But, please, God, don’t make a move toward Dora until the right moment.
At lunch he had touched the subject very lightly, he thought. She wasn’t serious about anyone. He couldn’t have asked for a better break than that.
He was a virgin. He hoped Dora was. But that really didn’t matter; after all, she had been out of the convent these five years. And this was a new era: A girl was expected to put out. The concern with virginity was a thing of the past. All that was necessary as far as he was concerned was that she love him, or grow to love him.
It was no accident that so many former priests and nuns became attracted to each other and married. They were not merely Catholics; they were dedicated, consecrated to a life of service to others. And they were not merely consecrated Catholics, they had risen beyond that commitment. Each had his or her reason for entering the seminary or convent. And each had his or her reason for leaving that life and reentering “the world.”

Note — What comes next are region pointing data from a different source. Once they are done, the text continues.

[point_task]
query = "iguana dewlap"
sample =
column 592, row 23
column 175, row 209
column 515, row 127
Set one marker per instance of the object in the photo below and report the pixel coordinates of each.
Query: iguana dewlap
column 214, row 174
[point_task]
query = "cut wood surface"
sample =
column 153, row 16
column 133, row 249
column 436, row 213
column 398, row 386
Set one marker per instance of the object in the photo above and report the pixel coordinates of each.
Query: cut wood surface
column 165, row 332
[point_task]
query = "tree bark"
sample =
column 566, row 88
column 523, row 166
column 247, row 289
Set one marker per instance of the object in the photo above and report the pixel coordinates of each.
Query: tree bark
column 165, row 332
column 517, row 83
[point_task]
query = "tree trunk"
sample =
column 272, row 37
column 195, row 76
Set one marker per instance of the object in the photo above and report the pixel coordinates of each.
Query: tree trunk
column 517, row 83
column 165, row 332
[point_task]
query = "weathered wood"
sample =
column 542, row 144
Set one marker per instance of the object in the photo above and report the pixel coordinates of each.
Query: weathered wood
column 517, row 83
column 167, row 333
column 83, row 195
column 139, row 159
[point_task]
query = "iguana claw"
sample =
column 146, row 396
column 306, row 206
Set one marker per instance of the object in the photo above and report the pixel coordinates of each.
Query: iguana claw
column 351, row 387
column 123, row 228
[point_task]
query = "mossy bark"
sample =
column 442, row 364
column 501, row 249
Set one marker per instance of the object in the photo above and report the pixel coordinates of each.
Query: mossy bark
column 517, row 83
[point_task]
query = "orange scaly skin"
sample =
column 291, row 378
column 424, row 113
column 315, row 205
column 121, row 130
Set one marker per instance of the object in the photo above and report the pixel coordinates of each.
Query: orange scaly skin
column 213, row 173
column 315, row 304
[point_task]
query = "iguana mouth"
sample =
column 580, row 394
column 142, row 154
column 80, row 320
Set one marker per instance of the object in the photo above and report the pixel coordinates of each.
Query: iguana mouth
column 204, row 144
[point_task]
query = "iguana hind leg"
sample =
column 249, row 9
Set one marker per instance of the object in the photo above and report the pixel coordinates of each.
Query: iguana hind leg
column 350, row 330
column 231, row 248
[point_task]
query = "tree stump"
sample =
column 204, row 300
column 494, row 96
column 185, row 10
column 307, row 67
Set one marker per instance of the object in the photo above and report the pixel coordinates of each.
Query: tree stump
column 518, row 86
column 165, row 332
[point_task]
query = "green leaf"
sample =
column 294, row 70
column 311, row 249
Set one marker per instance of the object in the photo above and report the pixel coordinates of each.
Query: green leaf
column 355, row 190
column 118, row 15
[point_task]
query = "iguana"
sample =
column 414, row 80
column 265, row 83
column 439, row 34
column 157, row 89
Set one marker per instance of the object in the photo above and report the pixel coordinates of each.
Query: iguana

Anderson was in a special position to understand Dora’s religious history. She’d fallen in love with a myth. There were those women who taught her. They exuded discipline. They themselves lived disciplined lives and they demanded discipline from their students.
They were revered by just about everyone, Catholic or otherwise. They wore a dress called a habit. The habit set them apart from what might be called a normal life. From men, from other women, from courtship, from marriage, from having children.
They were truly set apart.
Dora had been so very young. All she knew was that her nuns had a firm grasp on things heavenly if not on things mundane. She didn’t know that the Theresians, the only religious order with which she was familiar, were semicontemplative. She wouldn’t even have known what semicontemplative involved.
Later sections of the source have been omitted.